Webb is thought to have studied under his father but, as his career progressed, he became more influenced by Romantic painters including leading lights such as JMW Turner.

His large-scale and atmospheric compositions, for which he frequently took liberties with the topography for dramatic effect, were certainly popular in their day. They were also financially rewarding – enabling him to invest considerable amounts in the stock market which, at one point, made him fantastically wealthy (although later losses and mortgage liabilities meant he had to file for bankruptcy).

London views

Webb’s views of London are a notable part of his oeuvre. A finely composed view of Old Kew Bridge is now in the Museum of London while, back in 1991, a sweeping view of St Paul’s Cathedral from across the Thames set a record £25,000 when it sold Christie’s.

But while the artist’s market has sagged somewhat since those stronger days, as is the case with many 19th century painters, a boost came back in January this year when a large-scale painting titled The Majesty of Greenwich made $65,000 (£52,731) at Sotheby’s New York. It was the fourth-highest price recorded for Webb according to Artprice.

More recently, a smaller painting of Greenwich emerged at Gorringe’s (25% buyer’s premium) on March 13. Showing Greenwich Palace from a different angle, the 13½ x 19¾in (34 x 50cm) oil on panel was signed and inscribed by the artist on the back with the date 1879-80.

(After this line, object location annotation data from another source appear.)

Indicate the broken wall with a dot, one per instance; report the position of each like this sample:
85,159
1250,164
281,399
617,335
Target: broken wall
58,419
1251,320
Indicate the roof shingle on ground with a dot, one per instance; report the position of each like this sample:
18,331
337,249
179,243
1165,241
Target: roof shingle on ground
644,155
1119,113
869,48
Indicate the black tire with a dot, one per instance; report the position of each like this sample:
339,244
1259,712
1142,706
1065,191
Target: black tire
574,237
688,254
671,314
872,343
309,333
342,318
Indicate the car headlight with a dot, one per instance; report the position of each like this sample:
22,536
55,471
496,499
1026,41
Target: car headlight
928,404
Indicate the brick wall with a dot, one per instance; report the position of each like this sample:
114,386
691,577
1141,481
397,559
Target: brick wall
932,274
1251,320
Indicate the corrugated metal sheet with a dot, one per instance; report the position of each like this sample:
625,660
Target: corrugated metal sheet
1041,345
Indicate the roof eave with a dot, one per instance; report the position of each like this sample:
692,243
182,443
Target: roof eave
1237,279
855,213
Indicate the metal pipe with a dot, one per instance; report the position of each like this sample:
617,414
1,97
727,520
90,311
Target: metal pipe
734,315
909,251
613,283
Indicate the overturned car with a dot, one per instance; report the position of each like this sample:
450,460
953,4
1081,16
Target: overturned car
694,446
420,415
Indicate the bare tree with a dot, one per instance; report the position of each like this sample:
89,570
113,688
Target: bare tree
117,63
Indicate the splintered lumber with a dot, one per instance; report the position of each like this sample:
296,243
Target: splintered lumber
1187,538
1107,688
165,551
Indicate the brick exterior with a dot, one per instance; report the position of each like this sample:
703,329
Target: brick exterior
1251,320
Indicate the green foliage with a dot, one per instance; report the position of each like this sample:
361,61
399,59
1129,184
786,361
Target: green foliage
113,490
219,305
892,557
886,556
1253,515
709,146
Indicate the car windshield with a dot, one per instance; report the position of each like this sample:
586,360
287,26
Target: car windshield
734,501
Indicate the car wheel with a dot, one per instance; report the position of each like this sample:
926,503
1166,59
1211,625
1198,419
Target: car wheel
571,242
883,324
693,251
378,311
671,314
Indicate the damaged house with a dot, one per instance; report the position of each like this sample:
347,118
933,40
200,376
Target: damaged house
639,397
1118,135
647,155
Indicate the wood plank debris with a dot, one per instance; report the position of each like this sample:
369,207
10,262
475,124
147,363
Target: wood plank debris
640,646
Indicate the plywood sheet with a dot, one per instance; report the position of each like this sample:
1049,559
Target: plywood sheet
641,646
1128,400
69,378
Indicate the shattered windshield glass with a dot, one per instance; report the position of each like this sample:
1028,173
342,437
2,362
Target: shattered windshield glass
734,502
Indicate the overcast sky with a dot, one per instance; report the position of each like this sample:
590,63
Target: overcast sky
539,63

Pitched at £400-600 in the Lewes sale, it always looked likely to generate competition and it was eventually knocked down at £7000 via

While The Majesty of Greenwich picture was a different proposition on account of being almost three times the size and a much more ambitious composition, a more comparable picture was a view of the City of London, about a third larger than the current work, that made £13,000 at Sotheby’s in 2000.